While all three grid operators are likely to provide a laundry list of measures they have taken, the key word likely missing from the list is “luck.” It’s unsettling, but what if that’s precisely the secret ingredient that has so far kept things together? What if an extended heatwave or cold snap coincides with reduced wind generation or a pipeline rupture? In other words, what if the luck runs out.
Far from the reliability crisis getting better, it’s, in fact, getting far worse. The challenges, now primarily confined to Texas, New England and California, are about to start popping up in other regional grids as more coal and nuclear capacity closes and a larger share of the nation’s electricity is met by intermittent renewables and an overstretched natural gas pipeline system. State energy policy – namely ever more ambitious renewable portfolio standards – is on a collision course with the limits of engineering.
Not Enough Pipelines, Not Good Enough Batteries
As The Wall Street Journal reported this week, despite surging U.S. natural gas production, up 44% from a decade earlier, the pipeline infrastructure to move that gas to where it’s needed hasn’t kept up. “Pipelines aren’t in the right places, and when they are, they’re usually decades old and often too small. The result, despite natural-gas prices that look low on commodities exchanges, is energy feast and famine.”
While keeping up with surging demand for gas is hard enough, environmentalists are attacking natural gas pipelines to halt further reliance on a fuel they see as a problem. As the Journal explains, “Proponents of reducing the use of fossil fuels have had little luck limiting drilling in energy-rich regions. Instead, they’ve turned to fighting pipeline projects on environmental grounds in regions like New York and the Pacific Northwest, where they have a more sympathetic ear.”
The result is inadequate pipeline capacity, leading to price spikes and fuel shortages – and even an announcement from a utility in New York that it will no longer take any new gas customers for fear it can’t meet demand.
And while new pipelines keep hitting roadblocks, alternative-fuel power plants, namely coal plants, that provide balance to our power sector, continue to be forced into early retirement by electricity markets that seem incapable of recognizing and accounting for the building reliability crisis.
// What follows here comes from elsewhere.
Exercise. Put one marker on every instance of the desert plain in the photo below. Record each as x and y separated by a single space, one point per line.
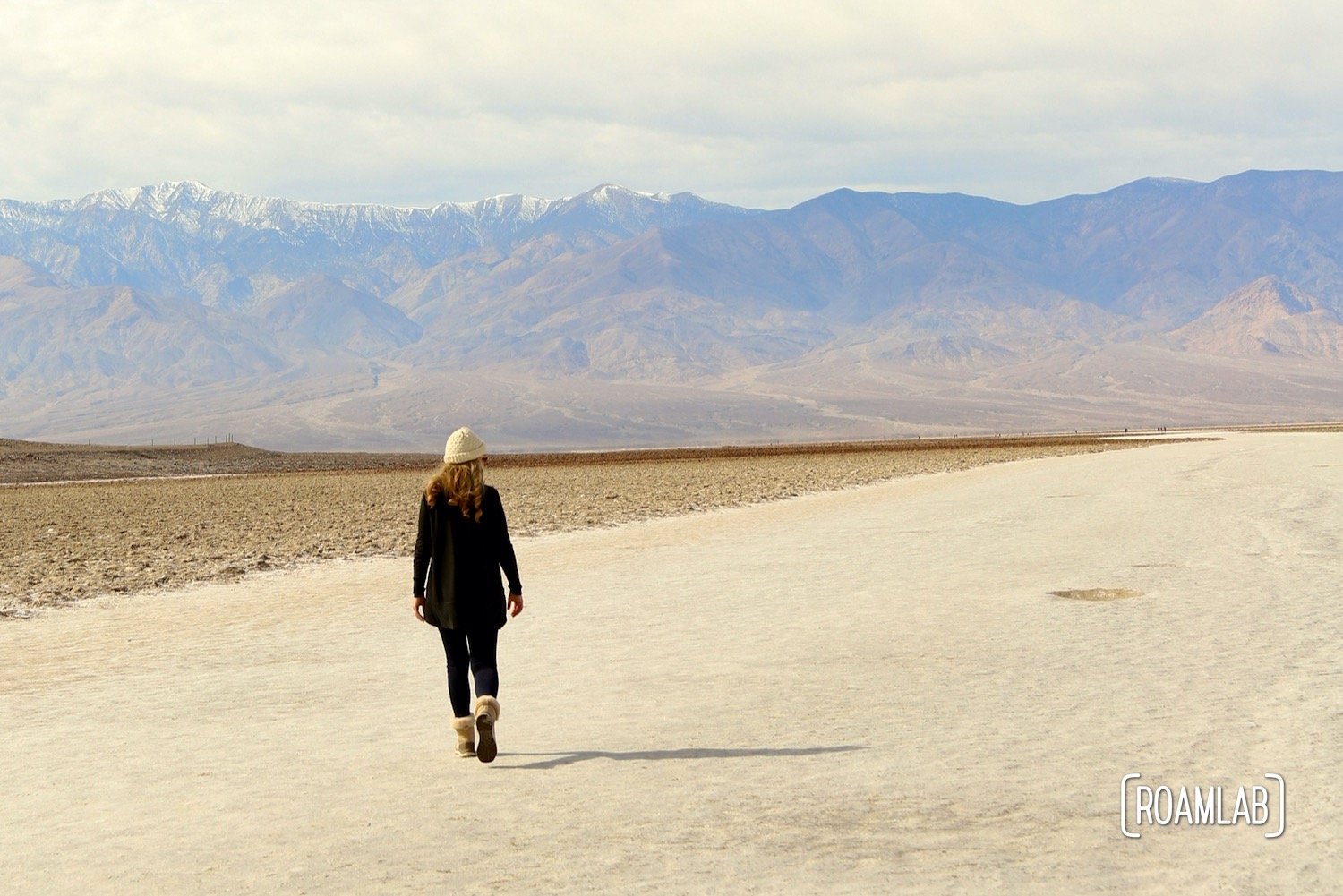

Greater reliance on natural gas to take up the slack of the loss of the coal fleet is clearly a deeply flawed plan. Renewable energy hawks, determined to race ahead to an all-renewable grid, have an even worse one. While quick-ramping natural gas plants are currently being used to manage the swings in generation that come from solar and wind power, renewable boosters are counting on grid-scale energy storage to take their place. Batteries are their proposed solution to providing the essential backup required to maintain grid reliability, regardless of the weather. Except batteries aren’t up to the task.
NERC’s Jim Robb spared no punches on the issue, recently telling reporters today’s utility-scale battery technology won’t cut it. It’s a sentiment echoed by former U.S. Energy Secretary Ernest Moniz who told Bloomberg News that short-term energy storage (batteries) can only do so much in integrating renewable power onto the grid. “It’s not going to handle a day, a week, a month, a season,” he said. To put a finer point on it, Wood Mackenzie just calculated that to move the grid to all renewable power would require 900 GW of energy storage. There is currently only 5.5 GW of battery storage in operation or under construction in the entire world.
If natural gas is proving no panacea and grid-scale energy storage is best suited for a few hours of backup, then it would seem prudent to maintain coal generation, the fuel-secure, baseload foundation of the grid. The path we are charging down is leaving regulators scratching their heads wondering just how regional grids haven’t collapsed. Eventually, our luck is going to run out. There will be no more rabbits to pull out of hats. Are we ready to reckon with the consequences?